Hacker News

21.2× faster than llama.cpp? plus 40% memory usage reduction

by helloericsfon 6/12/2024, 9:58:03 PM with 5 comments

by worstspotgainon 6/12/2024, 10:34:00 PM
The speed improvement is only for models that don't entirely fit in memory, i.e. memory-starved llama.cpp degenerates to ~20x slower.
However, this scheme does reduce memory usage by 40%, meaning it allows models that are 67% bigger.
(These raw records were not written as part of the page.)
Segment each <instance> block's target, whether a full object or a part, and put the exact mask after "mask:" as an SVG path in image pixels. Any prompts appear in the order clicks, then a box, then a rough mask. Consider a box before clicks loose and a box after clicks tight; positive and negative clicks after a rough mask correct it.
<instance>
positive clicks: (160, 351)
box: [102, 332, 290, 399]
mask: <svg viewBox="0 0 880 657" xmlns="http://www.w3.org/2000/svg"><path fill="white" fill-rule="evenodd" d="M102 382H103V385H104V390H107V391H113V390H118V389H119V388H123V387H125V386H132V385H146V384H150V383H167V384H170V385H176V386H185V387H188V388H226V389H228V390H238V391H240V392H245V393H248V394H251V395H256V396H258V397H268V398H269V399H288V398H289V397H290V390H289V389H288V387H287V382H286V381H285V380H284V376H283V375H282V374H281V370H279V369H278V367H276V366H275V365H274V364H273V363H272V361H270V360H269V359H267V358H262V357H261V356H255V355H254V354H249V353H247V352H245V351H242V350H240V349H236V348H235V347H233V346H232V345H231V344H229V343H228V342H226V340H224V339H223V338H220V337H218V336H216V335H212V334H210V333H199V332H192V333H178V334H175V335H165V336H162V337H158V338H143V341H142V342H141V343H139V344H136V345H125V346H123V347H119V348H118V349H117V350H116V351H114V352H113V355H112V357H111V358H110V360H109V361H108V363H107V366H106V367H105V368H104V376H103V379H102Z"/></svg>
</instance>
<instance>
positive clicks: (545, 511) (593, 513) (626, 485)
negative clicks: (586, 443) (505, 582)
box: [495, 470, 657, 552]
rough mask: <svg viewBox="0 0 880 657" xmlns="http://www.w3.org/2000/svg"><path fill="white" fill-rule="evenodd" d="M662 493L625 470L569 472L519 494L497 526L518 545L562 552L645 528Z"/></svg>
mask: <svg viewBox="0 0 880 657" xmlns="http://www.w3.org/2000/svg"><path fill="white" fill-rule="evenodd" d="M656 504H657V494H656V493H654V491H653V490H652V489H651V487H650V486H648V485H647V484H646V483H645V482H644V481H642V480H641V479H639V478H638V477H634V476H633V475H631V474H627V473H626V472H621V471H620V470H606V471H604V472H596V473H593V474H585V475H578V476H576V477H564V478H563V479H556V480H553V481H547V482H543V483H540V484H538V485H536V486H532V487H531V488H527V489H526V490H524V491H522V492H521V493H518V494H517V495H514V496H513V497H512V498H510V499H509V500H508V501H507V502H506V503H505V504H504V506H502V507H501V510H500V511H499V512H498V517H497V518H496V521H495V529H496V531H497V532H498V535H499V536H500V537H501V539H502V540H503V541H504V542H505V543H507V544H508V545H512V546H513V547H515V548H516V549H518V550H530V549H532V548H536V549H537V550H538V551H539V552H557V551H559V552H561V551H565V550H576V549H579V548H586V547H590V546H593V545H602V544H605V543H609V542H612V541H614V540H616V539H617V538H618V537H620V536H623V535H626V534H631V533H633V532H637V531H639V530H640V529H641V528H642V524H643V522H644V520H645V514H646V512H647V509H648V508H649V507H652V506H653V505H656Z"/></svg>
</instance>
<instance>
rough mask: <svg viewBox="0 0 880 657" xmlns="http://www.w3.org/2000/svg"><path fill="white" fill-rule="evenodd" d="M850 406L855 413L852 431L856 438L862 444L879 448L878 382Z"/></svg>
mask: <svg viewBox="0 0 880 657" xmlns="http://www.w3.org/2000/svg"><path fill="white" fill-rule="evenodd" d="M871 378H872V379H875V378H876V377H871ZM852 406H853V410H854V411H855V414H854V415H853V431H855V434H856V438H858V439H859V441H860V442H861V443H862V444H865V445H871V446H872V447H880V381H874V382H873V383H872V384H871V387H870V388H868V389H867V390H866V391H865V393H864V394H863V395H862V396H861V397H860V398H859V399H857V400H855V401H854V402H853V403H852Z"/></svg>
It's a quality improvement, not a performance one.
> For models that fit entirely within the memory, PowerInfer-2 can achieve approximately a 40% reduction in memory usage while maintaining inference speeds comparable to llama.cpp and MLC-LLM.
by helloericsfon 6/12/2024, 9:58:28 PM
Project Github link:https://github.com/SJTU-IPADS/PowerInfer
by russianGuy83829on 6/12/2024, 10:32:36 PM
It seems like this can’t run all models, and needs custom ones trained from scratch: “ We introduce two new models: TurboSparse-Mistral-7B and TurboSparse-Mixtral-47B. These models are sparsified versions of Mistral and Mixtral […]. Notbly, our models are trained with just 150B tokens within just 0.1M dollars”.
It remains to be seen how good these custom models are.
by x0non 6/12/2024, 10:27:50 PM
The hyperbollocks marketingspeak in the summary paragraph put me off:
"The key insight of PowerInfer-2 is to utilize the heterogeneous computation, memory, and I/O resources in smartphones by decomposing traditional matrix computations into fine-grained neuron cluster computations. Specifically, PowerInfer-2 features a polymorphic neuron engine that adapts computational strategies for various stages of LLM inference. Additionally, it introduces segmented neuron caching and fine-grained neuron-cluster-level pipelining, which effectively minimize and conceal the overhead caused by I/O operations."
Ahem, what? Let's overload a biological construct "neuron" to imbue it with magical technopowers and then derive the rest of our BS from this. No sale.